Undergraduate student government officers will soon decide whether or not to add a voting member to a subcommittee that recommends presidential appointments for approval.
The proposal originated from concerns over the accountability and efficiency of the Appointments Review Committee, a subcommittee of the Undergraduate Students Association Council that interviews and evaluates candidates for various USAC-appointed positions initially put forward by the USAC president.
The Constitutional Review Committee, which reviews and updates USAC bylaws, voted Wednesday to forward a proposal to the council to amend the bylaws and create an alternate position for the Appointments Review Committee.
The alternate would be a USAC council member, chosen by the USAC president and approved by the council, who would vote when there are not enough voting members available, said Anees Hasnain, community service commissioner and constitutional review committee chair.
USAC will vote on the bylaw change at its weekly meeting during the first week of winter quarter, Hasnain said. If the council approves the proposal, this will be its first major bylaw change of the year, she added. The council only made one bylaw change last year, said Andrea Hester, USAC internal vice president.
The Appointments Review Committee currently has four members, only three of whom can vote to recommend candidates to the council, while the USAC finance committee chair, Cynthia Jasso, serves as an ex-officio, non-voting member.
Three committee members are required to be present at reviews for each of the roughly 70 appointments the committee evaluates each year, according to USAC bylaws.
The committee, however, has had difficulty finding times when enough members could meet to vote on a candidate ““ sometimes leading to the delay of time-sensitive appointments, said Taylor Mason, USAC cultural affairs commissioner and voting member of the appointment committee.
Often, only two voting members are able to meet at the same time to review an appointee, several committee members said. In these cases, Jasso’s presence as a third member allowed the committee to meet quorum, the minimum number of members required to continue conducting meetings.
As an ex-officio member, Jasso cannot vote on any appointments.
“Appointments need to happen as soon as possible,” Mason said. “We wanted (to have) an alternate … to make it easier not just to have a quorum but actually a well-rounded voting process and a well-rounded decision-making process.”
Stephen Kraman, facilities commissioner and voting member of the Appointments Review Committee, said having only two voting members is not ideal, though Jasso as a third, non-voting member helps check the opinions of the voting members.
But having only two out of three voting members can also create issues of accountability with some committee decisions, said Jasso, who initially proposed the idea of having an alternate position for the Appointments Review Committee.
“It’s really important to keep as many (councilmembers) incorporated into the process so that it doesn’t become just a presidential appointment, because it is a USAC-wide appointment,” Jasso said.
Because only one voting member was available to meet at certain times this past summer, USAC ended up temporarily suspending the bylaws so Hasnain could act as another voting member and the Appointments Review Committee could meet quorum.

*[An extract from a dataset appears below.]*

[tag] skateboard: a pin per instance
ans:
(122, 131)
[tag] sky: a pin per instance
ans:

Still, the majority of the committee’s decisions to recommend or not recommend a candidate during the summer were based mainly on the opinions of only two voting members, Jasso said.
Jasso said another problem with having only two voting members is that, if there is ever a split vote, the candidate in question will get no recommendation, according to USAC bylaws.
“(The committee) can be weak when you don’t have enough people giving a clear direction as to what an appointment is,” Jasso said. “Maybe (the proposal) will allow (students) to have a bigger trust imposed on (the committee) and give us more of a direction.”
Several councilmembers said they are in favor of the proposal, and Hasnain said she anticipates it will pass when the council votes on it at the beginning of winter quarter.